Hoy llegaban las figuras a Salamanca, un cartel de esos que se decía de “postín” o expectación, con ellos evidentemente la tumultuosa afición, la corrida de taquillazo, también el ganado elegido se sumaba hoy como ingrediente de garantía para el triunfo. Y ocurrió que, efectivamente, la plaza se sumó a un triunfalismo desorbitado, y lo hizo en las faenas del Juli y de Cayetano, el otro, o sea Morante, que abría la terna, fue todo un despropósito, una falta de ética y de vergüenza, una burla al público pagano, que hoy cerca del lleno se dio cita en la plaza.

El de la Puebla no quiso saber nada, se limitó a dar carrerillas con los trastos en la mano, en su primero con sainete incluido de las cuadrillas, contagiadas por el “maestro”, y en su segundo, más de lo mismo, creo que no merece la pena ni un renglón más, un torero fuera de sí, descompuesto y atemorizado, y además se le notó mucho.

El Juli lo paró de capote sin mucho dominio a su primero, genuflexo lo sacó toreado a los medios y construyó una faena de las suyas, dominador y entregado, con esa raza que le mantiene siempre alerta, firmó una faena de buenos pasajes, tirando de una embestida cansina, pero conocedor del encaste y de los terrenos. Aplicó pundonor a su labor, mató de entera caída –siempre trasera- y arrancó dos orejas del triunfal y sensible publico salmantino, y de un palco que no se hace de rogar. Volvió a hacerlo Juli en su segundo, un animal más aplomado, con menos recorrido, y que no humilló, pero Julián a lo suyo, bullicioso y entregado lo pasó por ambos pitones, aplicó recursos graciosos y tesonero mató de entera, atravesada y caída, y según estaba la plaza, pues eso, le endilgó otras dos orejas.

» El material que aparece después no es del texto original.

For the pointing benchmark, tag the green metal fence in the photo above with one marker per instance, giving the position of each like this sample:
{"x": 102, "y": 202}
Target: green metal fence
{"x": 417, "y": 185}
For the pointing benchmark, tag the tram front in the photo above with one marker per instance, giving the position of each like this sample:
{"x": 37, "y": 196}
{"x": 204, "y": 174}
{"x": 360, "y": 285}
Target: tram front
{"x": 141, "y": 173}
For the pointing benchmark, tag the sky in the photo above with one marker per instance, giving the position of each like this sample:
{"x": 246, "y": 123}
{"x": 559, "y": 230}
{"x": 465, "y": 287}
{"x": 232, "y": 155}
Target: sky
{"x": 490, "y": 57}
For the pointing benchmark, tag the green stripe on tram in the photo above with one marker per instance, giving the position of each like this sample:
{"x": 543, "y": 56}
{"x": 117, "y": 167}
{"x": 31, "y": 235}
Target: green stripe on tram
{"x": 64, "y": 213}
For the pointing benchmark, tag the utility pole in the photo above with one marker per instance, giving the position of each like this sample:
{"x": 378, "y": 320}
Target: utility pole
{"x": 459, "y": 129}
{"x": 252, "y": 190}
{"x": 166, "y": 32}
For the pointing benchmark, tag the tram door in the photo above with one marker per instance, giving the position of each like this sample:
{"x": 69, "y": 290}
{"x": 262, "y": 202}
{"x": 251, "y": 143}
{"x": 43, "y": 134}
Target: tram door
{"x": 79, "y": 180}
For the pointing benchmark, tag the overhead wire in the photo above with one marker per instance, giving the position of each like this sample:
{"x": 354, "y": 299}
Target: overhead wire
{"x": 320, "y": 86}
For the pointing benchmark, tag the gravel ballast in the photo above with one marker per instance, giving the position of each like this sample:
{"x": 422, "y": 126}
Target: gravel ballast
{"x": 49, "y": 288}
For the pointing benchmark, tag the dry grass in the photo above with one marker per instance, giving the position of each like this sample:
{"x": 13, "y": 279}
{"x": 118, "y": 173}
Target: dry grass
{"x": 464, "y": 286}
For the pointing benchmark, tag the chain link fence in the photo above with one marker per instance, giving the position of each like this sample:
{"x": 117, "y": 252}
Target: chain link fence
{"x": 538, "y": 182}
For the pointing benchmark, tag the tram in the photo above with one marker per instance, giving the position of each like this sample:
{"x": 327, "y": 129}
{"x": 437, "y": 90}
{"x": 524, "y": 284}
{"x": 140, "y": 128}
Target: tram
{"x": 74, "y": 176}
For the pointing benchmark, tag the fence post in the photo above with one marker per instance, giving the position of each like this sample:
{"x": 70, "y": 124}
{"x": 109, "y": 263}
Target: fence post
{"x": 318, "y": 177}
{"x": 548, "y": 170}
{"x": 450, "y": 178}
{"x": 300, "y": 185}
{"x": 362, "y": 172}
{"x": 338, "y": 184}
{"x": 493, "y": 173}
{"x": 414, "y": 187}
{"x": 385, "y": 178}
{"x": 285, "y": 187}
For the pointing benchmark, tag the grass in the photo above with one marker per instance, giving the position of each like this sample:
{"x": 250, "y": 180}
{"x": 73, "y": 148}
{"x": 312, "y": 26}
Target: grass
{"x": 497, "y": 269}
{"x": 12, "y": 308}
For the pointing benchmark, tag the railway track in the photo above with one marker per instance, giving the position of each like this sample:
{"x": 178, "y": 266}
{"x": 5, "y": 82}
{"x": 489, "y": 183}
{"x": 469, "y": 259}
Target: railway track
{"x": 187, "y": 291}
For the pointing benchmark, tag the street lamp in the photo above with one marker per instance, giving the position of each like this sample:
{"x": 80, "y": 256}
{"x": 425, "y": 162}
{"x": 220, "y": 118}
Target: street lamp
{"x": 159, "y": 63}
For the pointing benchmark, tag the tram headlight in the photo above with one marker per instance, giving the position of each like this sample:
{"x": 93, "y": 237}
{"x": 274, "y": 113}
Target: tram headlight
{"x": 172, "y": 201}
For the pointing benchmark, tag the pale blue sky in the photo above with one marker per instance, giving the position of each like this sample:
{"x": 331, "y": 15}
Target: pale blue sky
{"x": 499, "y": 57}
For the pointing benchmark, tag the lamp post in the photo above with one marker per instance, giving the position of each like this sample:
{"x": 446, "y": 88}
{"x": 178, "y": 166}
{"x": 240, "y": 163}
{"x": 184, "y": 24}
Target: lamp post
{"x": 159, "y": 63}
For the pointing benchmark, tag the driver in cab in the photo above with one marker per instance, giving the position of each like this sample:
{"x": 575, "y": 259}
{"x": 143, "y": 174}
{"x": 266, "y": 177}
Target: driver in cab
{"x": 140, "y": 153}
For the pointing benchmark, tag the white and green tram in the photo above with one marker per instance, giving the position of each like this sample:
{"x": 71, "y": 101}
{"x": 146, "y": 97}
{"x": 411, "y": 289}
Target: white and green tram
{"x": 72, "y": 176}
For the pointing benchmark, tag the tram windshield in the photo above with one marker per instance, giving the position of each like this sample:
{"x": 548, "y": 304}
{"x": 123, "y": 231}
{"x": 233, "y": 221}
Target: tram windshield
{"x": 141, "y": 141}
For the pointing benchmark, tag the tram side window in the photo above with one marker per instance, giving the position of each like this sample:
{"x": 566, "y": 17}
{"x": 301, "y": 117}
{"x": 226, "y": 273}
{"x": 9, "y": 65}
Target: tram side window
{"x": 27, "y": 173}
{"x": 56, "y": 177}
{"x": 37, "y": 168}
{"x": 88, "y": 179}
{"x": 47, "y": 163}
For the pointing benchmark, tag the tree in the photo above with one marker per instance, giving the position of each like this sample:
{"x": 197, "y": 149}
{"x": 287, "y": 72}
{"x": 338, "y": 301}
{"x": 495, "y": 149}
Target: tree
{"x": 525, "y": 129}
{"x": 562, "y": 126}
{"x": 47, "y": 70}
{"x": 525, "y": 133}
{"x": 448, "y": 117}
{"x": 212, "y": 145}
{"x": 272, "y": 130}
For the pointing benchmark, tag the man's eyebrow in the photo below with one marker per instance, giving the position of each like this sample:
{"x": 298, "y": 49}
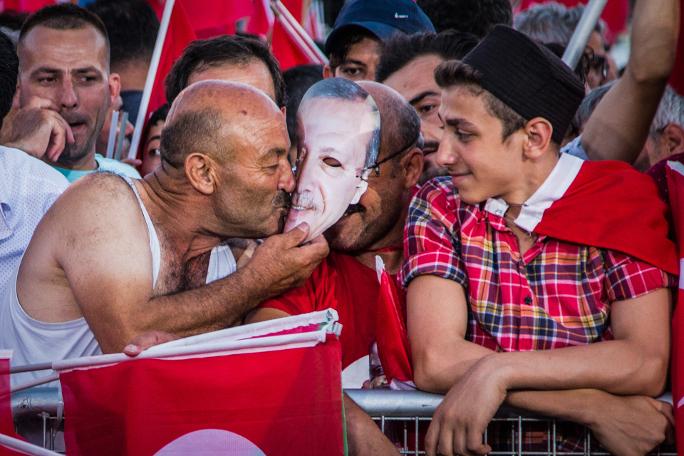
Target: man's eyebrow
{"x": 355, "y": 62}
{"x": 152, "y": 138}
{"x": 46, "y": 70}
{"x": 422, "y": 95}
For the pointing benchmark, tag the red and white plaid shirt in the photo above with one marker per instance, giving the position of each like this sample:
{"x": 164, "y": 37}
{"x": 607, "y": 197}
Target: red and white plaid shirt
{"x": 556, "y": 295}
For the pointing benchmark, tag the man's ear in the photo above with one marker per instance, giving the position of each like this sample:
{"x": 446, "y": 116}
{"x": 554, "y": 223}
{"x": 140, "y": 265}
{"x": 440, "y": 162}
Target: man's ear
{"x": 114, "y": 87}
{"x": 200, "y": 171}
{"x": 673, "y": 138}
{"x": 538, "y": 137}
{"x": 412, "y": 165}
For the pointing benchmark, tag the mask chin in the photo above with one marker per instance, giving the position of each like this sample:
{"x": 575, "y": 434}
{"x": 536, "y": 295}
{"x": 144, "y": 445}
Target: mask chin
{"x": 361, "y": 187}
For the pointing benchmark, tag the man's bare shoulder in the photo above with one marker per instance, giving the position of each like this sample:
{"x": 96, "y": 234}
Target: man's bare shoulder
{"x": 100, "y": 207}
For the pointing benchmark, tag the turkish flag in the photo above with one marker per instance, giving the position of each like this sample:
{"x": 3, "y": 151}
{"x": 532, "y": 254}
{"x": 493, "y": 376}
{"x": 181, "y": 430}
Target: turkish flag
{"x": 605, "y": 204}
{"x": 256, "y": 400}
{"x": 615, "y": 15}
{"x": 677, "y": 76}
{"x": 675, "y": 184}
{"x": 390, "y": 331}
{"x": 178, "y": 36}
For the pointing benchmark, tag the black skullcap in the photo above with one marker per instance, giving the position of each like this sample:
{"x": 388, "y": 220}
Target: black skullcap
{"x": 527, "y": 77}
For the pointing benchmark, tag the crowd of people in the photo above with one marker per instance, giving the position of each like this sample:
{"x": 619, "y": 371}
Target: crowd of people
{"x": 519, "y": 203}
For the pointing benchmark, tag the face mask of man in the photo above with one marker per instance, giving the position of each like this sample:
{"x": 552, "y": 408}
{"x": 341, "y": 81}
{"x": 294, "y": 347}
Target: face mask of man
{"x": 339, "y": 130}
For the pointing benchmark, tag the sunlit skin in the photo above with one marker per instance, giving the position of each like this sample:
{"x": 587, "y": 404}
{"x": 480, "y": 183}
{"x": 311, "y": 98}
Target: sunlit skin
{"x": 255, "y": 73}
{"x": 71, "y": 69}
{"x": 416, "y": 83}
{"x": 151, "y": 158}
{"x": 360, "y": 63}
{"x": 481, "y": 165}
{"x": 335, "y": 137}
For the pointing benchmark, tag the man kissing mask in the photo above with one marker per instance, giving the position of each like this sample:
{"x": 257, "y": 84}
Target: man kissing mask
{"x": 338, "y": 130}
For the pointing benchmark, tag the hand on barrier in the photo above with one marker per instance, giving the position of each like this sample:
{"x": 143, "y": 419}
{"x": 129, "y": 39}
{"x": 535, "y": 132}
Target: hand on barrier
{"x": 461, "y": 419}
{"x": 37, "y": 129}
{"x": 143, "y": 341}
{"x": 630, "y": 425}
{"x": 282, "y": 262}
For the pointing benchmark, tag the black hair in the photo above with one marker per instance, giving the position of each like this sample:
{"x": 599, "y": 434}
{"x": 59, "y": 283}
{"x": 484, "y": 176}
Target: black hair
{"x": 340, "y": 46}
{"x": 401, "y": 49}
{"x": 132, "y": 26}
{"x": 220, "y": 50}
{"x": 64, "y": 16}
{"x": 453, "y": 72}
{"x": 9, "y": 69}
{"x": 298, "y": 79}
{"x": 471, "y": 16}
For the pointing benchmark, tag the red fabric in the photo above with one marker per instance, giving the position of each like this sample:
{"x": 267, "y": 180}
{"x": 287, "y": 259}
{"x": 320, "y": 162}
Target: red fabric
{"x": 342, "y": 283}
{"x": 615, "y": 14}
{"x": 677, "y": 77}
{"x": 612, "y": 206}
{"x": 391, "y": 333}
{"x": 675, "y": 183}
{"x": 178, "y": 36}
{"x": 286, "y": 402}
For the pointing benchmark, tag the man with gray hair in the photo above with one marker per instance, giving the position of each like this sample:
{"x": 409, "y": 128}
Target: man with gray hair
{"x": 115, "y": 258}
{"x": 555, "y": 23}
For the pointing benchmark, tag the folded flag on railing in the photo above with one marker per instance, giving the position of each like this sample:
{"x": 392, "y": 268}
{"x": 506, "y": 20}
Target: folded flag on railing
{"x": 390, "y": 332}
{"x": 263, "y": 389}
{"x": 675, "y": 185}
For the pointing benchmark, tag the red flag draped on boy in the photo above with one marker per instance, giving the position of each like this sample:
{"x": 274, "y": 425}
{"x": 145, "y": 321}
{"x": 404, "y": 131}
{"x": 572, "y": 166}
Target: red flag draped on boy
{"x": 276, "y": 394}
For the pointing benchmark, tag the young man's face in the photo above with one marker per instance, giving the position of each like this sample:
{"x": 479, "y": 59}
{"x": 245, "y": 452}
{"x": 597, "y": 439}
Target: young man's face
{"x": 69, "y": 68}
{"x": 361, "y": 61}
{"x": 335, "y": 138}
{"x": 482, "y": 166}
{"x": 416, "y": 83}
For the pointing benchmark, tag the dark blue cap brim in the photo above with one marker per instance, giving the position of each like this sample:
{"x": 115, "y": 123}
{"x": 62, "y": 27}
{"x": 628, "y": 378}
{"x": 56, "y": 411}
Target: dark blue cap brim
{"x": 380, "y": 30}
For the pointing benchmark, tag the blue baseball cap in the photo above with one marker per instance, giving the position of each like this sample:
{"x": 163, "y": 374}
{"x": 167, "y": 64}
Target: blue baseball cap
{"x": 383, "y": 18}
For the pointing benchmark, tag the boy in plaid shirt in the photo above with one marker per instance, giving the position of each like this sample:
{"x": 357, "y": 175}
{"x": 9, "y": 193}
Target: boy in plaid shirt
{"x": 505, "y": 304}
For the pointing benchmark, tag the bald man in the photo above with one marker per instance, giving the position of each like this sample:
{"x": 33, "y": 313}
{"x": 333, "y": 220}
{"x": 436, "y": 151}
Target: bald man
{"x": 116, "y": 257}
{"x": 347, "y": 280}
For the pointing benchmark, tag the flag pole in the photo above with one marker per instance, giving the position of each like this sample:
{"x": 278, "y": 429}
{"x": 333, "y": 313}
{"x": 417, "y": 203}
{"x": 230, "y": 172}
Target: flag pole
{"x": 580, "y": 38}
{"x": 301, "y": 37}
{"x": 151, "y": 75}
{"x": 24, "y": 447}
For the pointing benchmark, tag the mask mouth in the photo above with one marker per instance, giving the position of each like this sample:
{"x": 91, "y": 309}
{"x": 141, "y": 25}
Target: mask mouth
{"x": 353, "y": 209}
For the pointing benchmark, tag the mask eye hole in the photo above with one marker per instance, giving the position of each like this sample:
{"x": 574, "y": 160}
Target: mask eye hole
{"x": 332, "y": 162}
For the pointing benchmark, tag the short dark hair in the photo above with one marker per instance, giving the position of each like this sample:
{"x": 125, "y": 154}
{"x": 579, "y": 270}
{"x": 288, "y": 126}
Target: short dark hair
{"x": 9, "y": 69}
{"x": 339, "y": 48}
{"x": 220, "y": 50}
{"x": 402, "y": 49}
{"x": 193, "y": 131}
{"x": 453, "y": 72}
{"x": 132, "y": 27}
{"x": 471, "y": 16}
{"x": 64, "y": 16}
{"x": 298, "y": 79}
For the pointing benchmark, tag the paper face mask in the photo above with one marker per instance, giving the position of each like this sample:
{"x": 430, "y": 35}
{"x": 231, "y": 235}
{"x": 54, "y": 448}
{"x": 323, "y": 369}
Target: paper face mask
{"x": 339, "y": 135}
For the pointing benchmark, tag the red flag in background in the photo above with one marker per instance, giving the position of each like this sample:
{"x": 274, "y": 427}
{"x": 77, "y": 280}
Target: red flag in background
{"x": 6, "y": 420}
{"x": 178, "y": 36}
{"x": 267, "y": 395}
{"x": 675, "y": 184}
{"x": 615, "y": 15}
{"x": 390, "y": 331}
{"x": 677, "y": 77}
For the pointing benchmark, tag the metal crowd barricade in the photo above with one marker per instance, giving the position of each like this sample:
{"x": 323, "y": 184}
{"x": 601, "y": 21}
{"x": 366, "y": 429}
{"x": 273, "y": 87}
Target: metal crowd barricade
{"x": 403, "y": 416}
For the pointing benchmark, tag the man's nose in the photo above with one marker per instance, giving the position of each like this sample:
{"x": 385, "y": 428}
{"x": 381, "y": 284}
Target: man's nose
{"x": 286, "y": 182}
{"x": 68, "y": 98}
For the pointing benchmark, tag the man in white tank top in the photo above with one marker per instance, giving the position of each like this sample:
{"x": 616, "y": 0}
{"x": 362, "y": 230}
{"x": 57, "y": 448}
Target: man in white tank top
{"x": 117, "y": 258}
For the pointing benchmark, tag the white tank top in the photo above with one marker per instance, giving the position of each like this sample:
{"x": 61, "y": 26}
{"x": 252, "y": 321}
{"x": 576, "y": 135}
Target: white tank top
{"x": 34, "y": 341}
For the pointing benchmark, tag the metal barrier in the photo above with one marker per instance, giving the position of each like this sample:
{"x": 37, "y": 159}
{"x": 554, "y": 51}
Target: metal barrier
{"x": 403, "y": 416}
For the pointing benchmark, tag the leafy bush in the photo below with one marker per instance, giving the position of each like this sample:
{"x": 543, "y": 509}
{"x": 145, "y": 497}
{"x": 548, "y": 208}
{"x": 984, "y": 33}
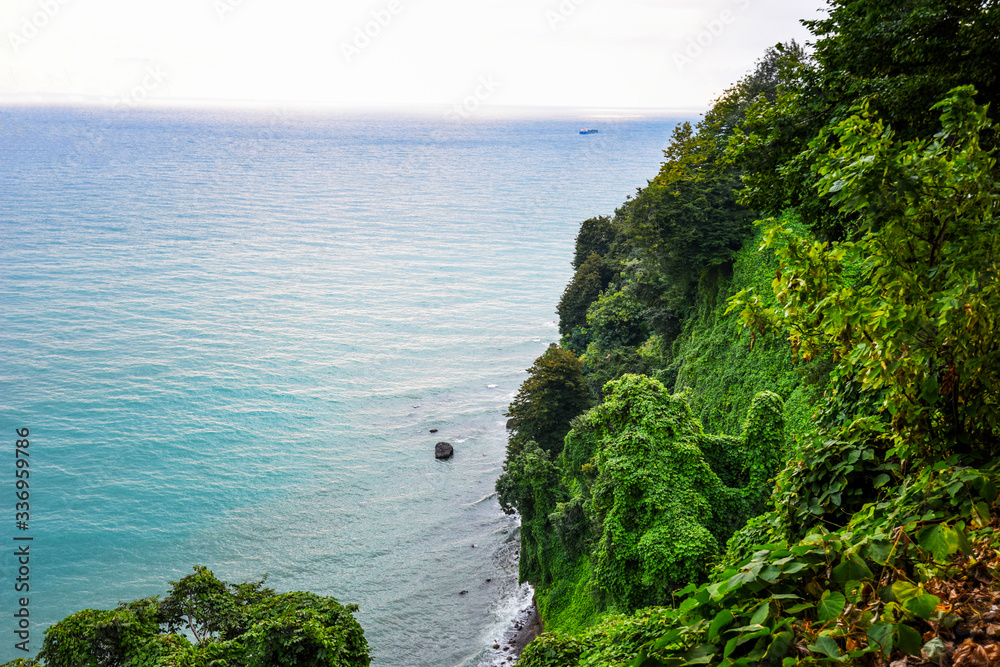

Cayetano, tercero en la terna, sin apreturas con el capote en sus toros; en el primero estuvo desconectado, vulgar, despegado y sin recursos, poco tenía el toro, y menos tenía é. Mató de sablazo en los bajos, y se fue pitado. En el que cerraba plaza, el mejor del encierro, lo llevó y sacó toreado por abajo, con mucha torería; brindó al público, derechazos con gusto un tanto más reunido, parecía que se le iba a ir de nuevo, cuando al ponerse al natural se dio cuenta de que el animal tenía recorrido, nobleza humillación y buen tranco como para ponerse a la obra, por tanto se fue confiando, y aún sin llegar a apretarse de firme cosechó una faena de mucho fondo, suavidad y limpieza, un animal que le ofreció las orejas y se las cortó al matar de entera tendida tras un pinchazo en primer encuentro. Y en estas, que incluso a pesar del Sr Morante  con el que se ha recuperado la bronca en las plazas, pues esta ya se había desterrado, y era la indiferencia lo que castigaba a los toreros que se rajaban en la lidia de sus toros, salimos a buena hora… Y la Feria se ha venido arriba, pues eso… que viva la Fiesta.

FICHA DEL FESTEJO

Toros de Garcigrande y Domingo Hernández, nobles y flojos de poca presencia brochos de pitones, de entre ellos sobresalió el que hizo 6º noble, con buen tranco y fijeza, se le concedió la vuelta al ruedo de su cadáver.